Perimeter protection enters the boardroom

Perimeter protection

Will all sectors elevate perimeter protection to board level, following Ofwat identifying vulnerability as an explicit part of the 2019 price review? Business development manager at Gallagher Security (Europe) Jason Hunter ponders

The UK Water Services Regulation Authority (Ofwat) recently published its final methodology for its forthcoming 2019 price review – PR19 – which sets out its expectations and requirements for water companies preparing their 2020-2025 business plans. Its assessments challenge the water companies to ‘step up’ on four themes:

  • Great customer service;
  • Long-term resilience;
  • Affordability; and
  • Innovation.

It expects companies to provide value-for-money bills and ‘challenge themselves to push the efficiency frontier’, in order to provide scope for price reductions. On publication, Ofwat said: “The only way water companies will achieve all this, is to find new and better ways of delivering their services. Our 2019 price review enables, incentivises and encourages water companies to achieve exactly that, so that customers will get more of what really matters to them.”
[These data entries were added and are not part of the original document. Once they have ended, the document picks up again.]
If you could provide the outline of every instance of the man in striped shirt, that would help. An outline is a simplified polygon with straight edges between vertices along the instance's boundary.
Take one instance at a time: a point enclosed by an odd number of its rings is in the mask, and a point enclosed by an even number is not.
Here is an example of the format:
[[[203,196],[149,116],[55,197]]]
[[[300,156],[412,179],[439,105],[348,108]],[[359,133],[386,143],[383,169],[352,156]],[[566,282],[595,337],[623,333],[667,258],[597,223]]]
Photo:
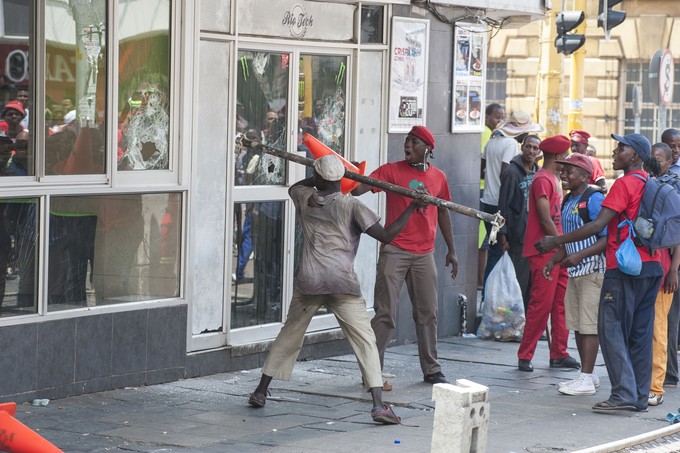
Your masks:
[[[593,164],[587,156],[575,153],[558,162],[562,164],[562,188],[570,191],[562,204],[562,228],[570,233],[597,218],[604,195],[588,185]],[[567,329],[576,335],[581,372],[576,379],[558,385],[557,390],[565,395],[593,395],[600,385],[593,368],[600,345],[597,315],[606,269],[606,244],[605,228],[597,235],[564,244],[543,269],[543,275],[549,279],[555,265],[568,268],[565,319]]]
Tellingly for those in the perimeter protection field, vulnerability will be an explicit part of the price review for the first time. Business plans will be assessed on:

  • How well companies use good quality data;
  • How well they engage with other utilities and organisations to support the vulnerable; and
  • How targeted, efficient and effective their measures to address vulnerability are.

Too often in the past, organisations have seen perimeter protection purely as a measure for protecting their facilities. In the case of water, other utilities, and government or military installations, have referred to this as protecting sites of Critical National Infrastructure (CNI). The emphasis has always been on securing premises in order to prevent losses, whilst not hindering day-to-day operations – and more recently on data and software. However, the emphasis has rarely been on people. This has been achieved within a budget that – according to those who hold the purse strings – should be as low as possible.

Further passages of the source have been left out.